Моя начитанность в истории, особенно во французской, дала мне возможность, и не приготовившись, отвечать вполне удовлетворительно; Грановский не мог не признать этого, и в отметке написал, что я обнаружил обширную начитанность, но прибавил, что я затрудняюсь в изложении — намек, что у меня нет способности к занятию профессорской кафедры. Второй экзамен был из русской истории; положено было пригласить старoго профессора Погодина; Погодин явился и, не сказавши мне ни слова, задал вопрос: — изложить историю отношений России к Польше с древнейших до последних времен.
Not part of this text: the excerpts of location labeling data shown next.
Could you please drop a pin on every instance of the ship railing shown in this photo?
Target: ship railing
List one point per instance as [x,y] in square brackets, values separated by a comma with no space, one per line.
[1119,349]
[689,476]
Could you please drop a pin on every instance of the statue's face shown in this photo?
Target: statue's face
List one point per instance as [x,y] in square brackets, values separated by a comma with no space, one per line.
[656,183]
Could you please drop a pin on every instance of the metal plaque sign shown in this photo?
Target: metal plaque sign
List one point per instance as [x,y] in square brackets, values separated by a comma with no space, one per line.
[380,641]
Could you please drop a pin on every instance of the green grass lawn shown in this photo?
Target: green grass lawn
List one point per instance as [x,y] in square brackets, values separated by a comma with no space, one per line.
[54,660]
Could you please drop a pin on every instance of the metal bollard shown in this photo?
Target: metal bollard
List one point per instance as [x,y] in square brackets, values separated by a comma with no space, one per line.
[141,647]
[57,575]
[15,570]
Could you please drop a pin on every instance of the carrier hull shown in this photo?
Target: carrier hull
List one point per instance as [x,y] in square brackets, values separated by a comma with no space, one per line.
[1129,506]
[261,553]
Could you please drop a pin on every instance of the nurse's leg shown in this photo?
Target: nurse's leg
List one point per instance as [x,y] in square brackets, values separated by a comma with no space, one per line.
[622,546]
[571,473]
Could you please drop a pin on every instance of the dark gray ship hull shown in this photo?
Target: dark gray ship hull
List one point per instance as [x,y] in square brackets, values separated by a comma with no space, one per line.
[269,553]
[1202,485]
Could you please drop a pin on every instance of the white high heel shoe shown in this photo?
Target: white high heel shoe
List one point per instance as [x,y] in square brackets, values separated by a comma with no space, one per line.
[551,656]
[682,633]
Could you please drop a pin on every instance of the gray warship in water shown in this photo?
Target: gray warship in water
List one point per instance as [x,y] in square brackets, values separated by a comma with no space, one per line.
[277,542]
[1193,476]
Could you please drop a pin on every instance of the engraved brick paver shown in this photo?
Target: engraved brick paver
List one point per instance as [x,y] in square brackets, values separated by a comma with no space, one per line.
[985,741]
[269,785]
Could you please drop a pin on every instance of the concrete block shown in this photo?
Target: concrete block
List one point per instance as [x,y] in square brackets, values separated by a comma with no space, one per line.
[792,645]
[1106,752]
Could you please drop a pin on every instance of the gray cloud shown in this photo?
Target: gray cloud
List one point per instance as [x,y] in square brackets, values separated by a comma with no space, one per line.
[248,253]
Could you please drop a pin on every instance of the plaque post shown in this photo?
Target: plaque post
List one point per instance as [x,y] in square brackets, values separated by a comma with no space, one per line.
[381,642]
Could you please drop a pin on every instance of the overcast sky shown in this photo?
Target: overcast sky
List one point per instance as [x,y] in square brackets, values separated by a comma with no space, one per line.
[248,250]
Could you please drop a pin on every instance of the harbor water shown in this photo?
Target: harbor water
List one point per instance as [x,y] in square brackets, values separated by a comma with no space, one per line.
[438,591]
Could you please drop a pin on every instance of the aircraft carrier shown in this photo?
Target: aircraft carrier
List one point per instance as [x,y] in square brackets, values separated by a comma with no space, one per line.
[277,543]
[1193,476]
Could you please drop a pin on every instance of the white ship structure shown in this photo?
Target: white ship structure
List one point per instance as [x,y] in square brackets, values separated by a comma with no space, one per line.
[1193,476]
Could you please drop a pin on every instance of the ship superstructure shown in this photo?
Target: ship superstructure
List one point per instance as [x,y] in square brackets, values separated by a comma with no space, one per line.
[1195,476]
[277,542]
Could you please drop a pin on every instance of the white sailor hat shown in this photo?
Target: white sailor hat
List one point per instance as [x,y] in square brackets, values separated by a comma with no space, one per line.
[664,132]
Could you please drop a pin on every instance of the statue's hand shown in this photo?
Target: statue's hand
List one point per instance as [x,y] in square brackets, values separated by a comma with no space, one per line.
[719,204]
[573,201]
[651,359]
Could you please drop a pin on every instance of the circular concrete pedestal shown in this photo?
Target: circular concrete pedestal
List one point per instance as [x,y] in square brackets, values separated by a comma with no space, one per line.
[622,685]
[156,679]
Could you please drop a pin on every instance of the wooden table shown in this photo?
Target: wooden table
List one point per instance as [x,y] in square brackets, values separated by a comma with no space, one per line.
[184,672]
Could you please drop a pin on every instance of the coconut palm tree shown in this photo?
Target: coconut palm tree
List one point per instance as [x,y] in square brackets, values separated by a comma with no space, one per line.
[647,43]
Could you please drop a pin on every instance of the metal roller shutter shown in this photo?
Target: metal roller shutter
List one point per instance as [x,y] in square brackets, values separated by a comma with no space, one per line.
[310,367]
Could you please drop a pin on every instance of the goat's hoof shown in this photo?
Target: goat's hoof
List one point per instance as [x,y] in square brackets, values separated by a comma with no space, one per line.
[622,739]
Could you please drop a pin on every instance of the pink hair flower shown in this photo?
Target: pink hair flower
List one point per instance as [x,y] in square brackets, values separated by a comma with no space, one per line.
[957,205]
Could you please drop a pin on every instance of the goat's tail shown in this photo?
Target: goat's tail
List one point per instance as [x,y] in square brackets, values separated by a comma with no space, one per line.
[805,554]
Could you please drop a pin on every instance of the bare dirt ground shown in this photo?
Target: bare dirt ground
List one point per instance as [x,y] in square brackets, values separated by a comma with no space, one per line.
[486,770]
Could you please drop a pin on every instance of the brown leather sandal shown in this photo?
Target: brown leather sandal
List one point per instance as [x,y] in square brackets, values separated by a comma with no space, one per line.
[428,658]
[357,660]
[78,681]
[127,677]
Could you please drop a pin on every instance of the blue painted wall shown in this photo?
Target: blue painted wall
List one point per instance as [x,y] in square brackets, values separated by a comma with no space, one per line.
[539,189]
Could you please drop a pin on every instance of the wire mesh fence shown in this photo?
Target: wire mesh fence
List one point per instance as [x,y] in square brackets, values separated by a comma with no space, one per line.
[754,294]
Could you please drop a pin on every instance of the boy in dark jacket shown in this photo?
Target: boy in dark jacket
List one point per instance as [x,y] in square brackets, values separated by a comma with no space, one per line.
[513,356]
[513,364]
Я не хочу думать, чтоб вопрос этот был задан злонамеренно; гораздо вероятнее для меня, что вопрос такой был выбран просто по научной беcтактности, которою отличался Погодин. Прежде всего, разумеется, я должен был ответить кратко, ибо говорить подробно — для этого не достало бы целого дня, не только вечера; но, с другой стороны, я должен был показать свои знания в подробностях русской истории. Неприготовленный, не имея возможности, времени обдумать, как выйти из затруднительного положения, я начал бросаться в сторону, чтоб показывать свое знание собственно в русской истории, но Погодин не давал мне этого делать, сейчас же замечал, что я вдаюсь в ненужныe подробности, не идущиe прямо к делу; и таким образом я проболтал целый вечер, протягивая чрез девять веков отношения России к Польше. Да не забудется, что для сколько-нибудь удовлетворительного решения этого вопроса тогда не сделано было ничего, что для этого сделал я же вследствие почти двадцатилетних трудов по неизвестным архивным источникам. Погодин объявил что я отвечал удовлетворительно; но западники провозгласнили, — разумеется, не в заседании, — что вопрос и ответ были гимназические, а не магистерские, и из ответа моего вовсе нельзя заключить о моей способности к занятию профессорской кафедры: заключение совершенно справедливое! Третий экзамен, особенно экзамен из статистики, был совершенно неудачный: Чивилев предложил мне вопрос, которым подробно я именно не успел заняться перед этим — вопрос о русской товговле.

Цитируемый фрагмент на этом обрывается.